Want A Happy Retirement? Keep Working

employmentCats

Leonid Bershidsky highlights new research showing that people who work later in life tend to be happier:

In a recent paper, [Brookings fellow Carol] Graham explored the relationship between well-being and late-life work. She found that there are “well-being benefits to voluntary part-time employment as well as to remaining in the workforce beyond retirement age.” These results are especially pronounced in countries where part-time work is the norm and people work past retirement age out of choice rather than necessity. … In the end, older people are happier, and feel healthier, when they are active and feel needed.

Graham, who provides the above chart, considers the ideal work arrangement:

Of course, not everyone has the luxury of choosing to work part-time, and many of those workers who choose to work beyond the retirement age do so precisely because they like their work.

Still, our findings provide some food for thought. Perhaps we can imagine a future where over-burdened middle- aged workers with children have more flexibility to work part-time, with late-life workers taking up some of the slack. The latter would help ease the burdens posed by fiscally unsustainable pension systems.

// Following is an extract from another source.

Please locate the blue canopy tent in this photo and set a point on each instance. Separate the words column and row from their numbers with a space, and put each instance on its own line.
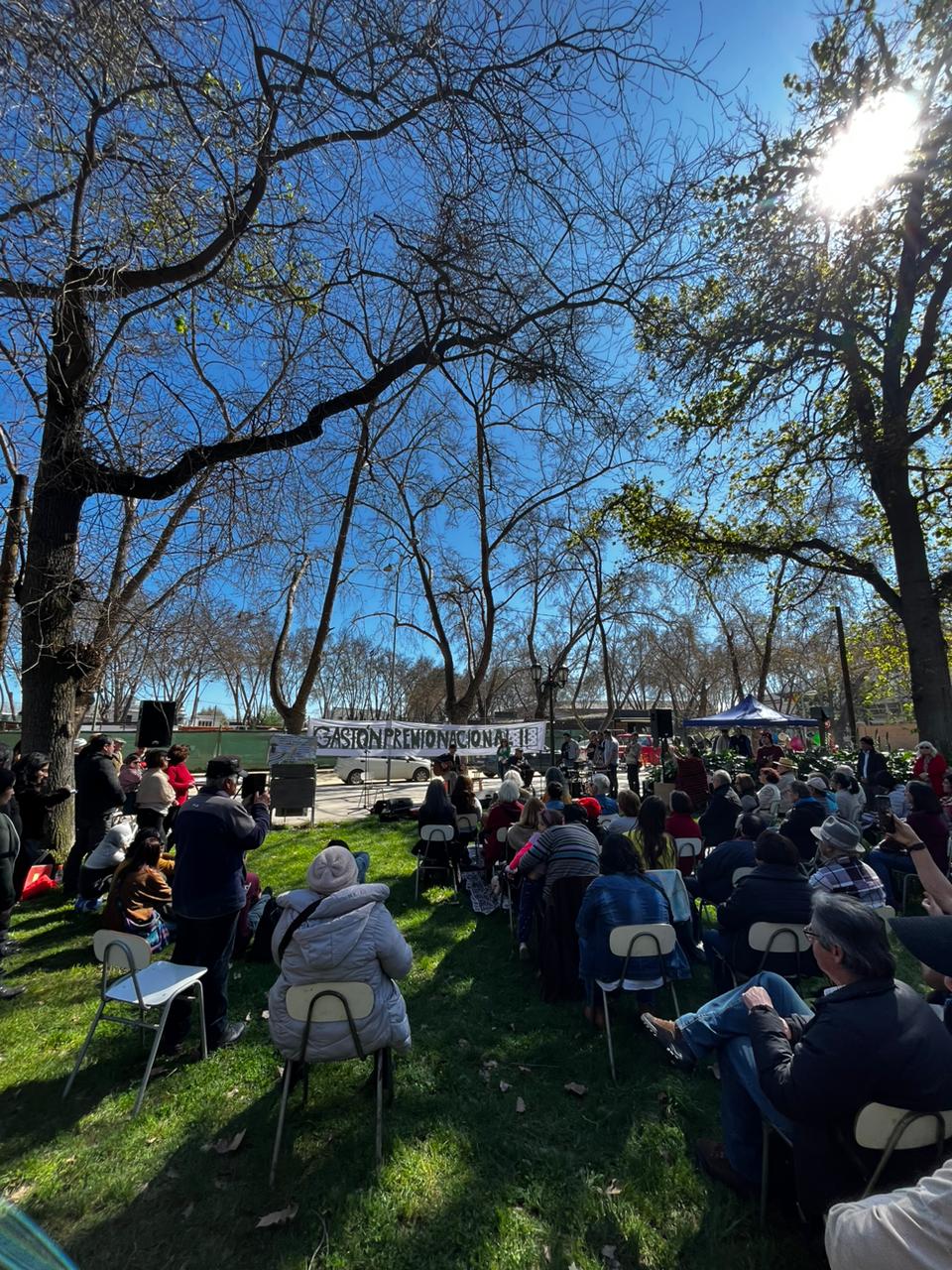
column 751, row 712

Looking at Graham’s country-by-country findings, Christopher Ingraham focuses on the study’s major outlier – Russia:

In most countries, the happiness curve bottoms out somewhere around middle age — 47 in the United States and 41 in Britain, for instance. This usually happens long before the average person is expected to die, with one major exception: Russia. In Russia the curve doesn’t bottom out until age 91. Essentially, life under Putin is one continuous downward spiral into despair.

Graham explains it bluntly: “What’s going on in Russia is deep unhappiness.” In the Organization for Economic Cooperation and Development’s Better Life Index, for instance, Russians rated their general life satisfaction a 3.0 out of 10. Three-quarters of Russians are “struggling” or “suffering,” with only 25 percent “thriving,” according to their responses to a 2012 Gallup survey. Contrast these figures with the United States, where life satisfaction is a robust 7.6 and nearly 60 percent are thriving.